A couple of weeks back, I started working on this task of creating a tracker application for the Patches/Hotfixes that our team releases. This tracker app would have the list of bugs being fixed, the QA engineer testing them, and the current status of the release/HF.
It was suggested that I use Perl since everyone else in the team is a full-time Perl programmer. And so started the journey.
I am not new to web programming. I, with my friends, have done everything from raw PHP-everywhere to decent apps with Django(python). Though I am very bad with the UI, web programming(including templates) is something that I have done repeatedly, whether I like or not. This time, since the language was Perl, it was something new.
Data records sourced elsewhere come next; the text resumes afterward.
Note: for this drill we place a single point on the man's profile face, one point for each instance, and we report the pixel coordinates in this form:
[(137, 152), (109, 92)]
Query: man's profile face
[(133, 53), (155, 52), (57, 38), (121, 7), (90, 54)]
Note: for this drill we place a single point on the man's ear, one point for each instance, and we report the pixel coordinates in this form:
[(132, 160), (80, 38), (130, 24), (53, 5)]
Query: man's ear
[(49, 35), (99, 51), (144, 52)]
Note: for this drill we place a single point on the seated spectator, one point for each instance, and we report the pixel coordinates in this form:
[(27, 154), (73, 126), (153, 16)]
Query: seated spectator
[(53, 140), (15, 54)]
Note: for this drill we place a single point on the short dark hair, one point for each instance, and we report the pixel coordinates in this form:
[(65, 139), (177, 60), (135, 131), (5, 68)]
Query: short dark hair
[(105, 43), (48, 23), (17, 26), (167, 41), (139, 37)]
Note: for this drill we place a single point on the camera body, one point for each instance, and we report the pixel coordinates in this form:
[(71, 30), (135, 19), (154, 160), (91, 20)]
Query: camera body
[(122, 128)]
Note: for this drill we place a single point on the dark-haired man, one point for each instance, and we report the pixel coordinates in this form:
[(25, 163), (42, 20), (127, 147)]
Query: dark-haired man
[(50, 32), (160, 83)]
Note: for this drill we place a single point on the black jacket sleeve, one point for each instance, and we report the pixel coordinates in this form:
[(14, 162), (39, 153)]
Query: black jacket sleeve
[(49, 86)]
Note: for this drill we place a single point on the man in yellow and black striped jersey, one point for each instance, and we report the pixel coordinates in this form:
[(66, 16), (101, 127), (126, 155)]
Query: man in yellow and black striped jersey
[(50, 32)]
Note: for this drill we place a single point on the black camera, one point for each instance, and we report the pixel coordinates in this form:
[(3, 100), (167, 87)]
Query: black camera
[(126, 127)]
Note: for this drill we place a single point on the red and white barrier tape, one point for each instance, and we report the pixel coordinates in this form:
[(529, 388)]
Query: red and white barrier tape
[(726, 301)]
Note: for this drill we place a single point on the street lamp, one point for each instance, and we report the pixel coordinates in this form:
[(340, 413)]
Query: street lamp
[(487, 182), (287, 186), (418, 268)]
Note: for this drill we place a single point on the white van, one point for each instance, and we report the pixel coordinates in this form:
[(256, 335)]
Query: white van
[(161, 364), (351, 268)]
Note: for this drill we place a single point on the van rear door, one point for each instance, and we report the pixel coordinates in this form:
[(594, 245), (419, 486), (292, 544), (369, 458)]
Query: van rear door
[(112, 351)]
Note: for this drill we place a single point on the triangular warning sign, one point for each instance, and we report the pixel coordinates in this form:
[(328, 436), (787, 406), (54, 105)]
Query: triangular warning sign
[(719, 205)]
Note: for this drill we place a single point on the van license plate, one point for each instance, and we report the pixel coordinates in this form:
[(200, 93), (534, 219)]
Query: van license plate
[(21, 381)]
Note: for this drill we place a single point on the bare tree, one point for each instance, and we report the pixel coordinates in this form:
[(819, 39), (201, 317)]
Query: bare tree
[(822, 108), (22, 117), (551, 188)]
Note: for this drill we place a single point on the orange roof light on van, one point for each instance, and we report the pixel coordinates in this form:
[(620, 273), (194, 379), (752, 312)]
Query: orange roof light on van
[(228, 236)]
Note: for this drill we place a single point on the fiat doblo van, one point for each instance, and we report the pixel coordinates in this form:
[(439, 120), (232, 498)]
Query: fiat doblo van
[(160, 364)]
So, I decided to take a look at the frameworks that are available for use. There was Catalyst that a lot of people suggested. To me, it looked scary. And then, I hit upon Dancer. For those of you who have use Flask, this is the Perl version of it. This is a micro-framework, which works with Template::Toolkit and has a lot of plugins(For eg. the Database or the Upload plugins). The configuration is through a yaml(config.yml), and that’s where you say what type of database, the DB credentials etc, the template engine to use etc. and all other configuration. The code layout has a lib folder into which the app’s perl modules will go and a views folder into which the templates go. It has a public folder that has the static content – images, css, js and a environments folder which holds a bunch of yaml files for each env – Dev, Production etc. The actual app is a script named app.pl located in the bin folder. I will create a separate “HowTo” blog post. But here is the basic idea.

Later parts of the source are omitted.